Main ideas from Donald Shoup’s “The High Cost of Free Parking”
September 14th, 2007,A few months ago I learned about the book The High Cost of Free Parking, by UCLA professor of urban planning Donald Shoup. The book was published by the American Planning Association in 2005. Shoup’s ideas seem to be slowly percolating into the national and global consciousness, as evidenced by recent coverage of them on NPR, in Time magazine, and elsewhere.
I recently checked the book out from a local college library and my wife and I read it - or I should say my remarkable wife read it while I read parts of it. It’s an extremely well-researched book, quite scholarly and somewhat repetitive, but readable nonetheless. This is an important book that will likely have a lasting impact on our planet.
My wife and I made the following list of main ideas from the book in order to make them more accessible:
Minimum off-street parking requirements have fostered sprawl and skewed transportation choices toward automobiles and have made urban areas less pedestrian-friendly.
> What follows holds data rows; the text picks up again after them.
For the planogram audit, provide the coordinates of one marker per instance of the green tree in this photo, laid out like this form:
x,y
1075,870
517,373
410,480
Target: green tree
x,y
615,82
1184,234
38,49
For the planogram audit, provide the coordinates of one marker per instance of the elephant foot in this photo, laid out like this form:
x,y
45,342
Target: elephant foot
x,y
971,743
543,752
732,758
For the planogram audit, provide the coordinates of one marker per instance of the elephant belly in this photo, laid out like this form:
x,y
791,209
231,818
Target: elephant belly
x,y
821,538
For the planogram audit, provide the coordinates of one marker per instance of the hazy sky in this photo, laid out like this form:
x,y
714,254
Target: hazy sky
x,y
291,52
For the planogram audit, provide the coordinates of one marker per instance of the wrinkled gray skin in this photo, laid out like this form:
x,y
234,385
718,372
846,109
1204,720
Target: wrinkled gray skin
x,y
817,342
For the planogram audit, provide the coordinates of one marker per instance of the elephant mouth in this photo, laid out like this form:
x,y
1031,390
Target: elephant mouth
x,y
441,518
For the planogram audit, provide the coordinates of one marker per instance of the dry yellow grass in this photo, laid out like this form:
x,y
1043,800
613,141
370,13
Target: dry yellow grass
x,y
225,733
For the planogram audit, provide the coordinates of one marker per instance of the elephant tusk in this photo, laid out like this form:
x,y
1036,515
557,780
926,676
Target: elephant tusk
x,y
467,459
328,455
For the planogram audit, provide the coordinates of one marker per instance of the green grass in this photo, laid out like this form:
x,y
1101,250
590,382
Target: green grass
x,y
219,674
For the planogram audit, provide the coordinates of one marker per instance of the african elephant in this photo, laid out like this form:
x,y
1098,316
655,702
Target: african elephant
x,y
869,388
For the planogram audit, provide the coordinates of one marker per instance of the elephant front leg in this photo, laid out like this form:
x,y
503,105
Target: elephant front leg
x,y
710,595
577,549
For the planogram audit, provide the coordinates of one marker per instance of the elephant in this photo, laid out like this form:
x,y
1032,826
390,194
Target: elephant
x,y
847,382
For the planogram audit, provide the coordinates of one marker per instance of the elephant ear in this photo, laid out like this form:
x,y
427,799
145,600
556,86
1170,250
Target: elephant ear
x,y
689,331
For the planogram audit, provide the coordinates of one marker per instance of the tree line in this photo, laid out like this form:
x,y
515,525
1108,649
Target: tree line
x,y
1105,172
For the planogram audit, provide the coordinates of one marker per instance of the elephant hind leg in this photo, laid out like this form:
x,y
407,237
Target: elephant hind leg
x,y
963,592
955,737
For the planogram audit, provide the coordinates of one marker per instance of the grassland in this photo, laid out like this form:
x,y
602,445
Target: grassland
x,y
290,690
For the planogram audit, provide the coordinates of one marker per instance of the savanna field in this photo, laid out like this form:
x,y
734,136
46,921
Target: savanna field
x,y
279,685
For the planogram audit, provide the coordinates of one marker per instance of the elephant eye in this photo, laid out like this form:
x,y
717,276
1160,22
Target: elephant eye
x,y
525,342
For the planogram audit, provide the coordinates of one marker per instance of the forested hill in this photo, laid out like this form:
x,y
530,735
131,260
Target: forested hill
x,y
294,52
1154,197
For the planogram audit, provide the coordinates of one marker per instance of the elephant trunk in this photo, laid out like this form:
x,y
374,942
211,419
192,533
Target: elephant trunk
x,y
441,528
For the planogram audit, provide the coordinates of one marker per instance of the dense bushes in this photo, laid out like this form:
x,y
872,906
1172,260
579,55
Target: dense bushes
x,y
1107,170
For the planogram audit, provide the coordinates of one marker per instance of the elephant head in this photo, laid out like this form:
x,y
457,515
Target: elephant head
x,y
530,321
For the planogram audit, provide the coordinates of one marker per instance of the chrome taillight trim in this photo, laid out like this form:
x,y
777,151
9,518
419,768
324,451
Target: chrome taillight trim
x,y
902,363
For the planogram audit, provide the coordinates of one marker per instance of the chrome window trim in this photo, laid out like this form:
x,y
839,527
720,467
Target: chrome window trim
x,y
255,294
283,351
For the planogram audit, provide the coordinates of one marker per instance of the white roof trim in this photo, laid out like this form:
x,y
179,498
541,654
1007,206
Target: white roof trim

The cost of parking has been hidden in the prices for other goods and services.
Free parking (or below-market-price parking) increases traffic because people drive more and spend more time cruising looking for parking spots.
Dont have off-street parking requirements. Let the market decide how much parking to provide.
In congested areas where parking is tight, charge for parking and let market forces work. This frees up parking spots for the people who value them most, reduces cruising traffic, and generates revenue for a neighborhood or city. “You can’t manage parking if you can’t charge for it,” Shoup says in the Time article. Shoup recommends a price that will leave about 15 percent of parking spaces open and 85 percent of them occupied.
Create Parking Benefit Districts with market-priced curbside parking. Revenue will go to improvements in that district or neighborhood, which will help to overcome political opposition to charging for parking.
The barriers to implementing these changes are political rather than technological.
The first chapter of the book is available online.

September 14th, 2007 at 10:22 am
Do these ideas apply to the small town of Northfield, Minnesota, where I live? I would generally conclude that if more than 85 percent of the parking spots on a street or a public parking lot are full, then we should charge for them.
Maybe we should get an expert in here and advise us on this.